The issue before the Surrogate’s Court is whether a will was properly executed. New York estate law requires that in order for a will to be valid, it must meet certain technical requirements related to execution. That is the requirement now, and it was also the requirement decades ago when the will at issue in this 1954 Surrogate’s Court case was executed.
Decedent Estate Law, § 21 provides that in order for a will to be valid, there are 4 requirements related to execution: 1. The will must be signed by the testator at the end. 2. The testator must sign the will in the presence of two attesting witnesses. Otherwise, the testator must acknowledge to the witnesses that he signed the will. 3. At the time that he signed the will or acknowledged that he signed the will, the testator must also declare to the witnesses that the document that he signed was indeed his last will and testament. 4. The two attesting witnesses must also sign the will at the end.

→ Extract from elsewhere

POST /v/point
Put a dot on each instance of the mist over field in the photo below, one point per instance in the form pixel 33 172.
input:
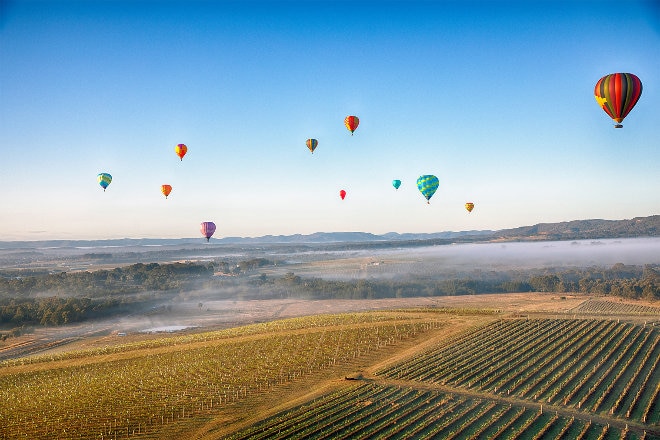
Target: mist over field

In the case of In re Levine’s Will, the court had to decide if the second requirement was met that the decedent signed her will in the presence of two witnesses, or acknowledged to the witnesses that the signature on the will was indeed hers. One of the witnesses, Glackman, was not present when the decedent, B. Levine, signed her will. Therefore, in order for the execution of the will to be compliant with the statute, the decedent must have acknowledged to Glackman that she did actually sign the will. Levine did not do this.